LXXXII Roberto Ibáñez, quien se ha ocupado extensamente de esta pieza, adhiere a la información, dada por Julieta de la Fuente, de que la redacción de La sombra es de 1908, y que fue dictada por el poeta para su presentación a un concurso literario. Sin embargo, ya en 1904, en carta a Juan José Soiza Reilly, Herrera informa que tiene «el ropero atestado de inéditos», entre ellos «un drama». No puede descartarse (e Ibáñez no lo hace, aunque cree que se trata de otro diferente) que este drama sea el germen, o el original, de La sombra, que el poeta puede haber rehecho o simplemente pasado en limpio en 1908 para enviarlo a ese concurso.

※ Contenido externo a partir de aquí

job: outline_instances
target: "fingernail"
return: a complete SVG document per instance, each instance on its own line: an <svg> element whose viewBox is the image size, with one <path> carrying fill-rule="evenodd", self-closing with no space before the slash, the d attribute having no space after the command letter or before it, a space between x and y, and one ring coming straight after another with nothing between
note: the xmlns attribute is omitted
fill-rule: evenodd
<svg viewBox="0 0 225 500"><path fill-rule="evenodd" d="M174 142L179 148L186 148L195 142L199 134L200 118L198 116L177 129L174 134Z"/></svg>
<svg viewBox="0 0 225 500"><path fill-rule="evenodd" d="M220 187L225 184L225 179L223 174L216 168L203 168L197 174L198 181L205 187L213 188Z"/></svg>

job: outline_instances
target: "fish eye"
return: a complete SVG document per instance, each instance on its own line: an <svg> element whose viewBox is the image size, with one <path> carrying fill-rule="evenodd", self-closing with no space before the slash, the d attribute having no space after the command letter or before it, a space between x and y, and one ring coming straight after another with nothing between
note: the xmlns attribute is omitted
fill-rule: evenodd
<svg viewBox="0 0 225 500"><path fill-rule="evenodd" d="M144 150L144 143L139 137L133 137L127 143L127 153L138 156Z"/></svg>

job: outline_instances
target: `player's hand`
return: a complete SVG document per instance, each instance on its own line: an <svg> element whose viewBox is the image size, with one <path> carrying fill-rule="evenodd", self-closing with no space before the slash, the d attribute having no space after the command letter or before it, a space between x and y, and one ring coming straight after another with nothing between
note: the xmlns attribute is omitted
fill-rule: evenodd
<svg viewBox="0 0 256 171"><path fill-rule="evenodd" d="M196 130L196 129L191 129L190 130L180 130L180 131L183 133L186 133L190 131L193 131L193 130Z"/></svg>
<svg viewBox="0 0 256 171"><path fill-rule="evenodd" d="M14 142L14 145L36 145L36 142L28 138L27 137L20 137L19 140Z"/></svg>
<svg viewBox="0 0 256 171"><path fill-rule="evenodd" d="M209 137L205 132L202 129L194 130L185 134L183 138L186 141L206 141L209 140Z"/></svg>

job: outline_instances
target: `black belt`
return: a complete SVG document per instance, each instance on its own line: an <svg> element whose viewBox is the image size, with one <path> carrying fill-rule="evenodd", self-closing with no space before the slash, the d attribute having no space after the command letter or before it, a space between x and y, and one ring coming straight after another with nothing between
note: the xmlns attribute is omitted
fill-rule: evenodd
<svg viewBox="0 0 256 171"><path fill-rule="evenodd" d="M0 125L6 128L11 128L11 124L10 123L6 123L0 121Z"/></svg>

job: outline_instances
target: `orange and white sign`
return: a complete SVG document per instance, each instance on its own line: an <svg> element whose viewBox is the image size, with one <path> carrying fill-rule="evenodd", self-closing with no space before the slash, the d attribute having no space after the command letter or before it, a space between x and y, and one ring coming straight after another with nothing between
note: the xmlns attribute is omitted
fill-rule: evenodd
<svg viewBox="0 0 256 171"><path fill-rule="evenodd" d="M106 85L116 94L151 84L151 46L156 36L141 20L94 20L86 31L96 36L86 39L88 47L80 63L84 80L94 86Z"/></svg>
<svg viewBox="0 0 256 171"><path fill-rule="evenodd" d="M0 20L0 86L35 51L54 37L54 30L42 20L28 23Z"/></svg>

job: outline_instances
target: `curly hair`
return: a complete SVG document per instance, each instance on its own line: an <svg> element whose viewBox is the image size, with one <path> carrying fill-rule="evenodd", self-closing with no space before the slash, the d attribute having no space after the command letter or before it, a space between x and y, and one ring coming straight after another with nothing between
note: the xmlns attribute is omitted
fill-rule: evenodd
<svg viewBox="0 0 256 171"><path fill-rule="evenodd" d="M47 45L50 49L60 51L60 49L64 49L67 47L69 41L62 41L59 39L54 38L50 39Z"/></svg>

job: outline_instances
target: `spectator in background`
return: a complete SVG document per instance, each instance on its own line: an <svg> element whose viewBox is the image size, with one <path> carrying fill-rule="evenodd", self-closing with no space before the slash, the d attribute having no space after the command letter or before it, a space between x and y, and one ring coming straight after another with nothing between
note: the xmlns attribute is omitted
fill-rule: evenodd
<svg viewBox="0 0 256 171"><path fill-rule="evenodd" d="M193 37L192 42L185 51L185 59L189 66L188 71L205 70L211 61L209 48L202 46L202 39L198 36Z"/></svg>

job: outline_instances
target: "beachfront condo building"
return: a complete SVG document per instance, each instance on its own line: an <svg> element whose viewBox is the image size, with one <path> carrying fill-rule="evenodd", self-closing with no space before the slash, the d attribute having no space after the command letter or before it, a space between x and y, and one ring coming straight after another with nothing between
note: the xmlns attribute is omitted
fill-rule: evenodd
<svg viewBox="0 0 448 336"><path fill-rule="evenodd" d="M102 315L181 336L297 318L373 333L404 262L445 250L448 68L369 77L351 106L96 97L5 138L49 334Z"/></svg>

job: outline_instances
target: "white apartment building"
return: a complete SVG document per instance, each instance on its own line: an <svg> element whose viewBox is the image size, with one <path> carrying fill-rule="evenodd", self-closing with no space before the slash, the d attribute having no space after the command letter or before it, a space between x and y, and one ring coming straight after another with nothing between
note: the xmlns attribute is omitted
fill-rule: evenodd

LXXXIII Sobre esta lectura, véase Roberto Ibáñez, «Obras dramáticas de Julio Herrera y Reissig», en Fuentes, año I, n.o 1 (1961): 207-270. [218].

LXXXIV Esta participación de Herrera y Reissig está fundada y discutida en mi artículo «Camafeísmo del insulto en el ‘900 montevideano. Herrera y Reissig y de las Carreras intervienen en la polémica Ferrando-Papini», en Maldoror, n.o 24, nueva época (mayo de 2006): 36-43. El episodio, y el manuscrito, abonan la tesis de que Herrera intervino como redactor parcial o total de la famosa diatriba que, en un estilo exactamente igual, De las Carreras publica contra Álvaro Armando Vasseur en junio de 1901. Un testigo de época, Osvaldo Bixio, que estaba en relación con todos los actores y concurrió al sepelio de Ferrando, informó también sobre otro nivel en el cual Herrera y Reissig tuvo participación activa en el episodio. Dice: «Ahora le voy a narrar en qué circunstancias Quiroga mató a Ferrando. Era ésta una polémica que se mantenía acerca del Modernismo, desde “La Tribuna Popular”, y tomaban parte contra Papini, Horacio Quiroga y Federico Ferrando, que se singularizaban los dos porque se vestían igual y usaban una luenga barba. Y éstos hicieron la defensa de Julio, del Modernismo, contra la tendencia antagónica de Papini. Debido a esto se preparaba un duelo entre Ferrando y Papini. Ya ve que la muerte de Ferrando se provocó por Julio». (Testimonio inédito del Sr. Osvaldo Bixio, conservado en la Colección Particular Herrera y Reissig, Biblioteca Na-cional, Montevideo.)

LXXXV Carta de Herrera a Montagne de 1 de junio de 1902, en Penco, op. cit.: 162.
 

*Publicado originalmente en el TRATADO DE LA IMBECILIDAD DEL PAÍS POR EL SISTEMA DE HERBERT SPENCER JULIO HERRERA Y REISSIG - transcripción, edición, estudio preliminar, postfacio crítico y notas de Aldo Mazzucchelli.